The null hypothesis will be rejected in favour of the alternative hypothesis only if sample evidence suggests that H₀ is false. If the sample does not strongly contradict H₀, we will continue to believe in the plausibility of the null hypothesis. The two possible conclusions from a hypothesis-testing analysis are then reject H0 or fail to reject H₀.

Testing \({H_0}:\mu = 30,000\) versus \({H_a}:\mu > 30,000\)based on the sample of size \(n = 16\), which is from a normal population with standard deviation \(\sigma = 1500\)

assumption that the sample is from normal population distribution with known standard deviation allows using test statistic,

\(Z = \frac{{\overline X - {\mu _0}}}{{\sigma /\sqrt n }}\)

In this case \({\mu _0} = 30,000\) and \(\overline x = 30,960\), the test statistic value is,

\(\begin{array}{l}z = \frac{{\overline x - {\mu _0}}}{{\sigma /\sqrt n }}\\z = \frac{{30,960 - 30,000}}{{1500/\sqrt {16} }}\\z = 2.56\end{array}\)

The alternative hypothesis is \({H_a}:\mu > 30,000\), therefore the area under the standard normal curve to the left of z is needed in order to obtain the P value. The P value is,

\(\begin{array}{l}P = P(Z \ge z)\\ = P(Z \ge 2.56)\\ = 1 - P(Z < 2.56)\\ = 1 - \Phi (2.56)\end{array}\)

\(P = 0.0052\)

From the appendix of the book (you could use a software to compute the value as well).

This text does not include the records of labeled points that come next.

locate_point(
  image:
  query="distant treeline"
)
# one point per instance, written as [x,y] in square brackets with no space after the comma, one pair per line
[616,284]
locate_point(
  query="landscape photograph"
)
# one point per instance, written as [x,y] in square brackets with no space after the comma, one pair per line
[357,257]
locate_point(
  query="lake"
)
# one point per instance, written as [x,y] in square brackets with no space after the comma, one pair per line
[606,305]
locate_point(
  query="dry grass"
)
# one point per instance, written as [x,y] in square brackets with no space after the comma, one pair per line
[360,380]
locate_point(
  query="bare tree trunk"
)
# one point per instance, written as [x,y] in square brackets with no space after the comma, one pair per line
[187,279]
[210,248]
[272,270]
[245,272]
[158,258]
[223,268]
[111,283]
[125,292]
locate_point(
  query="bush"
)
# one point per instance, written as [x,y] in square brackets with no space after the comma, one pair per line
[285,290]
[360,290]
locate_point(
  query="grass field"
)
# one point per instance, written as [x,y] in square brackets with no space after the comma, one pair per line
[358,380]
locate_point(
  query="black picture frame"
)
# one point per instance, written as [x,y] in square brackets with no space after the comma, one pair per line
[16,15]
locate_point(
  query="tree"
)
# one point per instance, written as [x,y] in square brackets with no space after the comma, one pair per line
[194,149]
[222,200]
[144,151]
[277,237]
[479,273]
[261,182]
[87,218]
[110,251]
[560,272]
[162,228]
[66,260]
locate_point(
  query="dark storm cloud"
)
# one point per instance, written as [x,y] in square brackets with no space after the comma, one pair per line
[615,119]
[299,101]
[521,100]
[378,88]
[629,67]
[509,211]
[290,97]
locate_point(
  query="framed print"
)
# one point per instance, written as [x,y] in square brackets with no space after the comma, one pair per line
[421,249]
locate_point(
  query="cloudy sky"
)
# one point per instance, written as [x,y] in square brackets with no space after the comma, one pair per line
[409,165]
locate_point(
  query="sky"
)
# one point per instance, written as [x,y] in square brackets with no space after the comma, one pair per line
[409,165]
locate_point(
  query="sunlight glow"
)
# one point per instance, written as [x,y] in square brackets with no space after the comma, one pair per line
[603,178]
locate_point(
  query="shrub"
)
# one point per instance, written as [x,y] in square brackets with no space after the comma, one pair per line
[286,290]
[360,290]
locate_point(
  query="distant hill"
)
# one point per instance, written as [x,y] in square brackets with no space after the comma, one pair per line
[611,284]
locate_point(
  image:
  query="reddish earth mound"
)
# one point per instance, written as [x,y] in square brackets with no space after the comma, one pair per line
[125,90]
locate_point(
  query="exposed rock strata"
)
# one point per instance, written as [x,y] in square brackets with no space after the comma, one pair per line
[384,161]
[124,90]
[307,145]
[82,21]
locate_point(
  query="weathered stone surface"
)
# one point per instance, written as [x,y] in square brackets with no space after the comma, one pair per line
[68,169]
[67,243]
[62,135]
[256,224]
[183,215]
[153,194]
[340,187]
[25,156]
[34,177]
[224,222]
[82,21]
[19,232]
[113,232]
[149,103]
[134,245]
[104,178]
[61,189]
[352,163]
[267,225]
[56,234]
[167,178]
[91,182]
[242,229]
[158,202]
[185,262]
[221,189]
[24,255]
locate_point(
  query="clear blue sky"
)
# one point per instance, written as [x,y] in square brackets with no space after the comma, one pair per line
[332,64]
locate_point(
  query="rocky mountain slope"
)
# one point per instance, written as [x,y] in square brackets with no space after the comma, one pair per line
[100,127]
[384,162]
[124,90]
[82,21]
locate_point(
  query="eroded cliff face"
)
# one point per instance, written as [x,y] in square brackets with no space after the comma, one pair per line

Since \(0.0052 < \alpha = 0.01\), reject null hypothesis.

Type II error probability\(\beta (\mu ')\)for a level\(\alpha \)test, when alternative hypothesis is\({H_a}:\mu > {\mu _0}\), is

\(\beta (\mu ') = \Phi \left( {{z_\alpha } + \frac{{{\mu _0} - \mu '}}{{\sigma /\sqrt n }}} \right)\)

The alternative hypothesis is\({H_a}:\mu > 30,000\), therefore type II error, for\({z_\alpha } = 2.33\)(computed by a software or taken from the appendix ) is,

\(\begin{array}{l}\beta (30,500) = \Phi \left( {2.33 + \frac{{30,000 - 30,500}}{{1500/\sqrt {16} }}} \right)\\ = \Phi (1)\\\beta (30,500) = 0.8413\end{array}\)

The required sample size\(n\)for which a level\(\alpha \)test produces\(\beta (\mu ') = \beta \)for upper or lower test is,

\(n = {\left( {\frac{{\sigma ({z_\alpha } + {z_\beta })}}{{{\mu _0} - \mu '}}} \right)^2}\)

From the appendix or a software for\(\alpha = 0.01,{z_\alpha } = 2.33\)and for \(\beta = 0.05,{z_\beta } = 1.645\)

Hence the necessary sample size is

\(\begin{array}{l}n = {\left( {\frac{{\sigma ({z_\alpha } + {z_\beta })}}{{{\mu _0} - \mu '}}} \right)^2}\\n = {\left( {\frac{{1500(2.33 + 1.645)}}{{30,000 - 30,500}}} \right)^2}\\n = 142.2\end{array}\)

But the integer is needed, which means that \(n = 143\).

As calculated in (a), the P value is

\(P = 0.0052\)

And the null hypothesis is rejected for \(0.0052 \le \alpha \), which indicates that the smallest \(\alpha \) at which \({H_0}\) can be reject is \(\alpha = 0.0052\).